The first is that, depending on how many accounts a customer has, the bill payer can spend too much time logging into and out of websites, which is tedious.
More problematic from a financial management point of view, however, is that consumers can’t see their bills as a unified whole, which makes it harder to construct a complete financial plan.
Prism wants to fix that conundrum, he said, by offering a “best of both worlds” type of solution.
Users only have to onboard once, where they enter their username and password for their billers sites. As of today, Prism has 11,000 such billers on its platform, according to Kang. The company is working to add more every day, “down to the tiniest niche utility players in the U.S.”
Once data has been entered, the platform pulls all of a customer’s billing information into a single dashboard that can send alerts and keep track of things like due dates.
“Once they want to pay,” Kang said, “it’s a matter of simply clicking send, and the payment moves instantly to the biller as if they had paid on their site, and the dashboard updates the user’s entire billing picture.”
Who It Helps
Though the platform was designed for customers who have bills to pay, Kang told PYMNTS, as of today, it mostly appeals to millennials, and is particularly strong with female customers.
Paying bills falls on the spectrum of life activities somewhere between eating veggies and going to the gym — things most people know they should do, but really, really don’t feel like doing most days. Financial responsibility for consumers usually requires persuasion if one is hoping for adoption.
But among those who have contributed to the million-plus downloads Prism has netted — and among its hundreds of thousands of active users it claims monthly — Kang said the company didn’t have any persuading to do. Many of its users have come to them looking for a solution.
“What we find is that many customers come looking for us after they have made a mistake or two.

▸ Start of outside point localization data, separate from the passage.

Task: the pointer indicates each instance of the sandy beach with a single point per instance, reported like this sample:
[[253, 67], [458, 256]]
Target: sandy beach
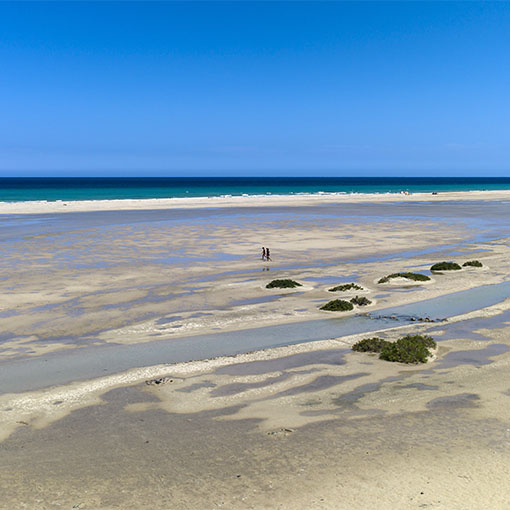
[[144, 364]]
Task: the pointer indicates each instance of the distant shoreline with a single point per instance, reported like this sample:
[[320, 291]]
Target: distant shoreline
[[62, 206]]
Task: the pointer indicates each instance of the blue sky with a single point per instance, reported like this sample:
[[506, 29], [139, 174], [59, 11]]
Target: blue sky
[[206, 88]]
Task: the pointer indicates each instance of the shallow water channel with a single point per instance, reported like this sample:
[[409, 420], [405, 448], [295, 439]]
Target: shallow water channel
[[89, 362]]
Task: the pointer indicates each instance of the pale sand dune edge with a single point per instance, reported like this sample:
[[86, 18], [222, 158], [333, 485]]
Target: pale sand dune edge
[[41, 207]]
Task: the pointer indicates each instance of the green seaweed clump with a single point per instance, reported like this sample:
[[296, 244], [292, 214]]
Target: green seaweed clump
[[445, 266], [337, 305], [361, 301], [345, 287], [417, 277], [282, 284], [472, 263], [374, 344], [408, 349]]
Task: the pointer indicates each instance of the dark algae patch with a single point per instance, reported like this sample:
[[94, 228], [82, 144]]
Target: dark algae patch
[[337, 305], [282, 284], [409, 349], [374, 344], [417, 277], [472, 263], [345, 287], [445, 266], [361, 301]]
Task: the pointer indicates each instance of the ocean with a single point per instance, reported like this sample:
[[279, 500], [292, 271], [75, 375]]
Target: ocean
[[52, 189]]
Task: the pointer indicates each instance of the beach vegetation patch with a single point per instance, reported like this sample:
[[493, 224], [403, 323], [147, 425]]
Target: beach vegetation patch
[[445, 266], [361, 301], [374, 344], [283, 284], [472, 263], [409, 349], [337, 305], [417, 277], [345, 287]]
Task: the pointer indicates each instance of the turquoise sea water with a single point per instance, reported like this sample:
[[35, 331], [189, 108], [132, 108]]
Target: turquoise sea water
[[50, 189]]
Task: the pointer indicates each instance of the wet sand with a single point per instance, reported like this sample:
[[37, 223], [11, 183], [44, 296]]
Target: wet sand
[[312, 425]]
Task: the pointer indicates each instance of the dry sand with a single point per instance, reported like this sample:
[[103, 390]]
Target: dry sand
[[298, 427]]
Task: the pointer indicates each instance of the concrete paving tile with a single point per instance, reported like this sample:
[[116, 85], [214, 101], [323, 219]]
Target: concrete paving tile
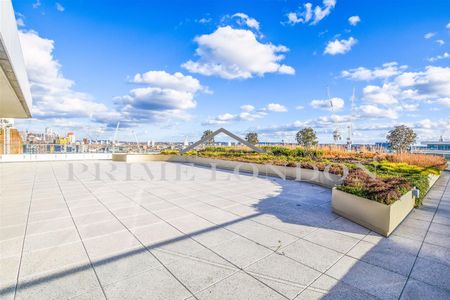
[[239, 286], [191, 224], [331, 288], [91, 295], [13, 220], [140, 220], [61, 257], [432, 272], [50, 225], [435, 253], [49, 215], [281, 267], [346, 227], [419, 290], [9, 268], [11, 232], [155, 234], [119, 267], [215, 237], [315, 256], [332, 240], [288, 289], [100, 228], [11, 247], [153, 284], [57, 284], [261, 234], [439, 239], [198, 275], [50, 239], [93, 218], [241, 252], [371, 279], [390, 258], [111, 245]]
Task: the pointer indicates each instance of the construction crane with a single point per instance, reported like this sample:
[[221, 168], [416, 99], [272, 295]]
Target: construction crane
[[336, 133], [350, 125], [114, 141]]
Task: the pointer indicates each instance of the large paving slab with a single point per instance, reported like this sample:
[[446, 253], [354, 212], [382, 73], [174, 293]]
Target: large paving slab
[[111, 230]]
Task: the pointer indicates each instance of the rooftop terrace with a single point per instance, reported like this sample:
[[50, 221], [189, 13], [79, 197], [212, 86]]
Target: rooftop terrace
[[79, 230]]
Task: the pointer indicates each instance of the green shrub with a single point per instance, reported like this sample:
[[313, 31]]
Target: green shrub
[[170, 152]]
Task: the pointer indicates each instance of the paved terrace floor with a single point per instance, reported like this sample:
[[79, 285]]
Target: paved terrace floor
[[232, 237]]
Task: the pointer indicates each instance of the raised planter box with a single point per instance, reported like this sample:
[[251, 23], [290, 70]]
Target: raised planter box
[[321, 178], [376, 216]]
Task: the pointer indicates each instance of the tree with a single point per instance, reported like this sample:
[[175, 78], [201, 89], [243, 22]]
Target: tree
[[401, 138], [205, 134], [307, 137], [252, 138]]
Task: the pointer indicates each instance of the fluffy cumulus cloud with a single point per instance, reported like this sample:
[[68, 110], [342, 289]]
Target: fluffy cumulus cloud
[[59, 7], [354, 20], [310, 15], [164, 96], [333, 104], [444, 55], [403, 91], [236, 53], [429, 35], [247, 107], [385, 71], [340, 46], [374, 111], [53, 94], [244, 19], [276, 107], [248, 113]]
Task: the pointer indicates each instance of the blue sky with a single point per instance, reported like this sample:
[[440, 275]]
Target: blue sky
[[169, 69]]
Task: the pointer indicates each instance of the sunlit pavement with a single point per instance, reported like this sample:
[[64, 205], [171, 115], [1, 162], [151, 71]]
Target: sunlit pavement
[[172, 231]]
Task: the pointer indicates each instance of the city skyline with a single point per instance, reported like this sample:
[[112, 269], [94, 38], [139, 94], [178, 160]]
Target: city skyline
[[167, 71]]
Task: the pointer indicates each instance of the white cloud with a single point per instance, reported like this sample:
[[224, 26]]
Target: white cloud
[[310, 15], [59, 7], [329, 104], [275, 107], [176, 81], [444, 55], [245, 19], [340, 46], [37, 4], [247, 107], [432, 84], [166, 96], [248, 113], [53, 94], [444, 101], [229, 118], [354, 20], [373, 111], [385, 94], [387, 70], [429, 35], [204, 20], [20, 22], [236, 53]]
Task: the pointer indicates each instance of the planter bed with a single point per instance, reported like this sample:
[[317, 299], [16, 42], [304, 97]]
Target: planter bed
[[371, 214], [321, 178]]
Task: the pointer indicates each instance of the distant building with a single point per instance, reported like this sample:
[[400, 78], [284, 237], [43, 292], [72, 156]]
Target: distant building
[[10, 139]]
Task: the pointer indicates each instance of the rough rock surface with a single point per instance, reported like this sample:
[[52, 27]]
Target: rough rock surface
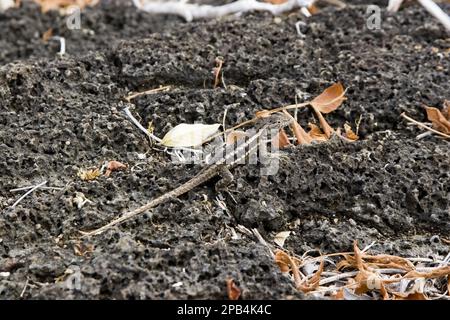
[[60, 114]]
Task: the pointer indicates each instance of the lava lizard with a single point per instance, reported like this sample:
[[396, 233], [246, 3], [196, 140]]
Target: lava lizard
[[219, 167]]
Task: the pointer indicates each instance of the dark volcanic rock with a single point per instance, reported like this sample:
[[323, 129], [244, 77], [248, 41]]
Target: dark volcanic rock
[[60, 114]]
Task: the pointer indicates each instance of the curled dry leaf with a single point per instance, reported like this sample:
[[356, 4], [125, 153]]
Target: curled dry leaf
[[81, 249], [87, 175], [410, 296], [446, 109], [330, 99], [315, 133], [300, 134], [440, 122], [313, 282], [233, 290], [287, 263], [281, 237], [349, 134], [114, 166], [189, 135], [283, 260], [235, 136], [281, 140]]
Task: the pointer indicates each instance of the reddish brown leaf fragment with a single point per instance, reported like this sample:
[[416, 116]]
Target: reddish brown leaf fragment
[[330, 99]]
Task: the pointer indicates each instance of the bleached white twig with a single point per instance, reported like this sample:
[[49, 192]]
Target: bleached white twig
[[30, 187], [62, 46], [191, 11], [27, 193], [394, 5]]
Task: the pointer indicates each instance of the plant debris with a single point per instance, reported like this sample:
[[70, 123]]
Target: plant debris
[[114, 166], [381, 276], [189, 135], [88, 175], [47, 5]]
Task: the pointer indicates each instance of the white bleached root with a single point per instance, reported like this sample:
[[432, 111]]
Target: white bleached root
[[190, 11]]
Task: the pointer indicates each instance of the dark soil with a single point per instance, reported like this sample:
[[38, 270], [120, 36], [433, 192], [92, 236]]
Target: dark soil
[[59, 114]]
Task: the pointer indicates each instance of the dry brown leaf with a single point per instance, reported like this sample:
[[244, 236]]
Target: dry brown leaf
[[114, 166], [330, 99], [313, 9], [327, 129], [263, 114], [233, 290], [448, 285], [281, 140], [301, 135], [435, 273], [389, 261], [339, 295], [446, 109], [88, 175], [410, 296], [312, 283], [47, 35], [365, 279], [286, 263], [82, 250], [316, 133], [236, 136], [283, 261], [349, 134], [439, 121]]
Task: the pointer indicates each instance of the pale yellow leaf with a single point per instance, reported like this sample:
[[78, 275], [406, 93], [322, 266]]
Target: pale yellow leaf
[[189, 135], [281, 237]]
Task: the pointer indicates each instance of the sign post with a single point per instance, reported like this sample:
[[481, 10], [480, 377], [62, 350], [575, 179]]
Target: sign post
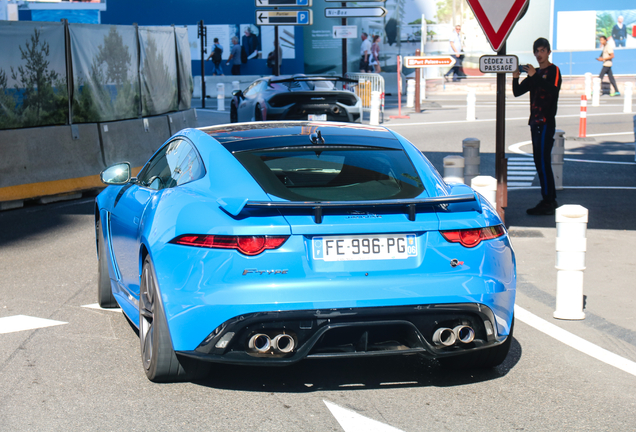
[[497, 19]]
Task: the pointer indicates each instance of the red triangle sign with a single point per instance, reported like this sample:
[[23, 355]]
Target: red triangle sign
[[497, 18]]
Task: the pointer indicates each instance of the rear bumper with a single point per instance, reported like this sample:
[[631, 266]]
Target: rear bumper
[[350, 332]]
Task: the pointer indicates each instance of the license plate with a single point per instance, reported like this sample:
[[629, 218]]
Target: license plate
[[364, 247]]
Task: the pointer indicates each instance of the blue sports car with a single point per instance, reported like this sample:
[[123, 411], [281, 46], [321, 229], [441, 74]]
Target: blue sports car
[[268, 243]]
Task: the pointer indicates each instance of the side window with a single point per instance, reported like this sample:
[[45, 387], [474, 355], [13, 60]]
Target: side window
[[177, 163]]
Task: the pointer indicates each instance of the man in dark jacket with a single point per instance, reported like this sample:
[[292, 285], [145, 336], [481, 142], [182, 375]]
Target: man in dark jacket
[[544, 85]]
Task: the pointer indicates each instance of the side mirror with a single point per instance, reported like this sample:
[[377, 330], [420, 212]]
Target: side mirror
[[116, 174]]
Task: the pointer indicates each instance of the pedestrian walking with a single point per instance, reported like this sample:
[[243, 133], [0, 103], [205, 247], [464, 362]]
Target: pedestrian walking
[[606, 57], [235, 56], [456, 49], [619, 32], [365, 52], [544, 85], [216, 56]]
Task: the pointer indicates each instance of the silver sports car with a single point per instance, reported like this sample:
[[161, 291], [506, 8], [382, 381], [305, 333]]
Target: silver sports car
[[299, 97]]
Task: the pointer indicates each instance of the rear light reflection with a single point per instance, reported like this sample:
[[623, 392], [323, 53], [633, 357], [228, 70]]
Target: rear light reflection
[[247, 245], [472, 237]]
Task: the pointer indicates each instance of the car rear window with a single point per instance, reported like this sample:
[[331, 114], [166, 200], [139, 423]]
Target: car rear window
[[333, 173]]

When you read our reviews, you see a lot of people saying we saved their credit. We see people who got hit with lots of late fees because life got busy on them,” he said.
Customers also seek them out after a large life event, Kang explained — usually shortly after having a “Oh my god, I need to grow up right now and get myself organized” moment.
Organization is often an issue for consumers, particularly younger ones, he said, when it comes to making payments as opposed to actual funding.
“Consumers often have the money for their bills— that’s not the main problem we see. But life happens to people, and it’s amazing how fast it can get expensive when a few things get away from a consumer,” Kang said.
Bill payments assistance is a service many consumers need, and finding creative ways to keep consumers on top of their finances is a good investment for everyone in financial services, Kang noted; but it’s not terribly exciting. And it’s not particularly easy either: Personal finance app Mint recently exited the bill pay market because the service cost more than it brought in.
But Prism is persevering, because it’s a service consumers need now and will always need going forward. It’s incumbent on digital innovators to find a better way to bring it to them.
“One thing that is really rewarding for us is that we see people saying ‘life-changing’ often in their reviews. It’s maybe hard to imagine that a little FinTech app could be something that changes someone’s life, but if you are out of control of your finances and can get back in control of them, that really is life-changing,” he said.